Ahmed foi se aproximando mais, sério:

- Vou brincar de casinha, ainda brinca de bonecas, imagino?

Cara a cara, chegou muito perto, a intimidando, olhou para os lados, verificando se não estava vindo ninguém. Ela continuou o encarando também, o olhando de baixo para cima, pela diferença de altura:

- Não, eu que sou a boneca, com certeza vai querer brincar comigo. Seu papai te obrigava a brincar de carrinho?
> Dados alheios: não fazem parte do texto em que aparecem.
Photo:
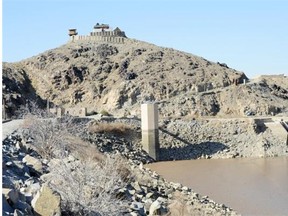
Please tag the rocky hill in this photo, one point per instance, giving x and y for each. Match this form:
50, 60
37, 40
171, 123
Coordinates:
117, 78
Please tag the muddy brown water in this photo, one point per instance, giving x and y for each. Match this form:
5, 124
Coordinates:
249, 186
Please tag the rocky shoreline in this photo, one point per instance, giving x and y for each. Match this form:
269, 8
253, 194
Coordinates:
25, 177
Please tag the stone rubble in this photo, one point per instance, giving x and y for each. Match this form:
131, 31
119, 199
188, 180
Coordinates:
25, 174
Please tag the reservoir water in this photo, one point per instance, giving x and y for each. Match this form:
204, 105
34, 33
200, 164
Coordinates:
251, 186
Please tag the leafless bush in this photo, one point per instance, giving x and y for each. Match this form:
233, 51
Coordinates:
109, 127
88, 187
50, 136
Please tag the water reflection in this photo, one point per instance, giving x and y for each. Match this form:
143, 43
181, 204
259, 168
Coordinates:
250, 186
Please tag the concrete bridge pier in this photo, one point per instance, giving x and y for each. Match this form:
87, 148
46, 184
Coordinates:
150, 131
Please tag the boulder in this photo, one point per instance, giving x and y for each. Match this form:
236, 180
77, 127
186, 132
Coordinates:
155, 206
6, 208
46, 202
34, 163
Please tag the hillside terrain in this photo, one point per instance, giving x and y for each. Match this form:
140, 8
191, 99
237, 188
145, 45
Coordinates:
117, 78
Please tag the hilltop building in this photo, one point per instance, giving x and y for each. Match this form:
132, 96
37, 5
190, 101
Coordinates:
101, 32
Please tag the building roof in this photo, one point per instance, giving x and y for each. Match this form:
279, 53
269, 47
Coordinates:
101, 26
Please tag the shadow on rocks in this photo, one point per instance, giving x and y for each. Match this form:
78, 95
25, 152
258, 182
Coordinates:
189, 150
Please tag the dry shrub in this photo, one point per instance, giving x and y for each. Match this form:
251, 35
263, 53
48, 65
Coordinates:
89, 187
50, 136
83, 150
110, 127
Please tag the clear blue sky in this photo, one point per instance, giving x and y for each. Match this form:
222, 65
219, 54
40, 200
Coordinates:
247, 35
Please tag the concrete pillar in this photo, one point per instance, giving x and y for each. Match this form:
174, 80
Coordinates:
150, 131
83, 112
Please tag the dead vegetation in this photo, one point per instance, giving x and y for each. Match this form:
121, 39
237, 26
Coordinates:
110, 127
87, 181
89, 187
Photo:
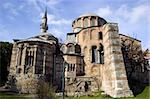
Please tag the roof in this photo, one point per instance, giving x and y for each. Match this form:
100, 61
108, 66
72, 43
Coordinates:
45, 37
88, 14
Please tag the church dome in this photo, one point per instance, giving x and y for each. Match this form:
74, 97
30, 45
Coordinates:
88, 14
87, 20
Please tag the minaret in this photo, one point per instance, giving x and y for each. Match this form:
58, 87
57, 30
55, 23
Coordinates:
44, 26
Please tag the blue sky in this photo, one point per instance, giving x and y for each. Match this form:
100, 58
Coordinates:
20, 19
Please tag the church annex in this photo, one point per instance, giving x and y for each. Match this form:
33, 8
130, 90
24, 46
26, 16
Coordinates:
92, 54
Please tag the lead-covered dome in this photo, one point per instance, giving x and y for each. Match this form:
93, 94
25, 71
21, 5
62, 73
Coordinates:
87, 20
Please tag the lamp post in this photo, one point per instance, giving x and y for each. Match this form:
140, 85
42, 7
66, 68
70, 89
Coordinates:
63, 80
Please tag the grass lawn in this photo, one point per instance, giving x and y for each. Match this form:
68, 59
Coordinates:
144, 95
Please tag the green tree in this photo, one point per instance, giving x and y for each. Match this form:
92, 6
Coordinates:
5, 56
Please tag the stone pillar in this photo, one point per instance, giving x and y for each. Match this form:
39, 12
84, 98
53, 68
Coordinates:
44, 60
24, 58
96, 21
115, 81
35, 55
82, 22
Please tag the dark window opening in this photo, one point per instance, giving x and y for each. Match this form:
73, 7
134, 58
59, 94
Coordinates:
100, 35
101, 54
94, 54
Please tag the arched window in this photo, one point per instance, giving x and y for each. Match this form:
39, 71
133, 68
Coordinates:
94, 54
77, 49
93, 22
100, 35
70, 48
79, 23
86, 22
101, 54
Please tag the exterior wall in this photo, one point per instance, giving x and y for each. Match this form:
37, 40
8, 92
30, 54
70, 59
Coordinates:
115, 82
86, 39
135, 71
45, 65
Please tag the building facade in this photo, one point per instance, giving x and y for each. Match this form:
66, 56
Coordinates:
93, 55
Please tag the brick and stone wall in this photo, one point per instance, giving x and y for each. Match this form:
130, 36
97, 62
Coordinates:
114, 81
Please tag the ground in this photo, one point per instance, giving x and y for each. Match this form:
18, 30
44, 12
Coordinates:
144, 95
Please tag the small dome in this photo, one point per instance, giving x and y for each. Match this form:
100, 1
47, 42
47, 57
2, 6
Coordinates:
88, 14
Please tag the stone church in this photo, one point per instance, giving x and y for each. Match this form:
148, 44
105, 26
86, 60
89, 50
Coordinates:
92, 54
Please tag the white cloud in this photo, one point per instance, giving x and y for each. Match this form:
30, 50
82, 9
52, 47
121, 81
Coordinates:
132, 20
40, 4
104, 11
11, 8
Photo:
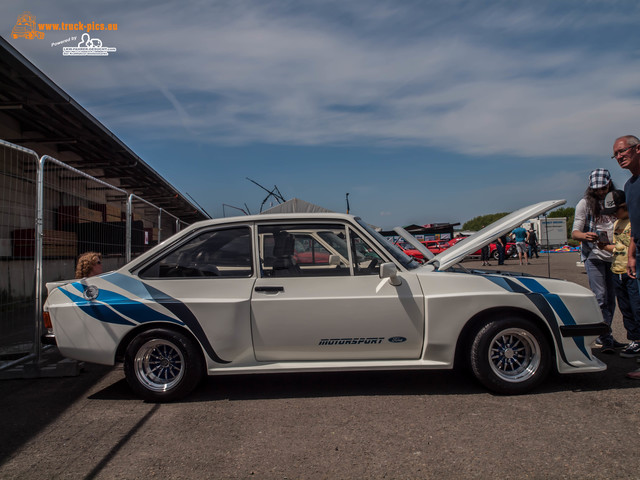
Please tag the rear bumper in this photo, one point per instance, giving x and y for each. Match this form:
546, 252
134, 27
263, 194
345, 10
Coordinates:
48, 339
587, 330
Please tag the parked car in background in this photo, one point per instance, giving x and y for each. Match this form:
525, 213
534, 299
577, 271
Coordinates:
434, 246
226, 296
510, 250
Jogar bola?

Em segundos ele colocou as duas mãos nos seios dela:

- Só bolas pequenas, assim.

A pegou de surpresa, no susto ela se afastou, caiu de bunda dentro da área de luz, em cima das plantas:

- Está louco? Alguém pode ver!

Ele se abaixou rindo:

- Então, se ninguém ver, posso te tocar?

Começou a passar a mão na perna dela, de baixo para cima, em direção à coxa:

- Não quero uma noiva espetaculosa, sem vergonha, oferecida e que não seja virgem.

Com um temperamento tão ruim quanto o dele, ela teve medo de ser prejudicada, não pensou duas vezes, o chutou no meio das pernas:

- Não quero um noivo que nem sabe me tocar e respeitar.

Ele caiu sentado com dor. Sua madrasta ouviu, foi na porta do quarto e perguntou o que tinha acontecido. Soraya respondeu se afastando dele:

- Olá, que bom te encontrar, ele caiu e eu fiquei com medo de o ajudar, porque não podemos ficar sozinhos.

Ele se levantou bravo, foi indo para o quarto de volta:

- É... não foi nada!

Soraya começou a rir:

- Tudo bem? Desculpa não te ajudar, gosto de seguir os costumes, não quero prejudicar o nosso casamento!

A madrasta dele disse que ela estava certa e a levou para dentro de seu quarto. Começou a falar como era quando se casou, perguntou se a mãe dela havia ensinado como ser boa esposa. Soraya ficou sem jeito, chateada, porque a mãe havia falecido há muitos anos, disse que o pai a ensinava um pouco.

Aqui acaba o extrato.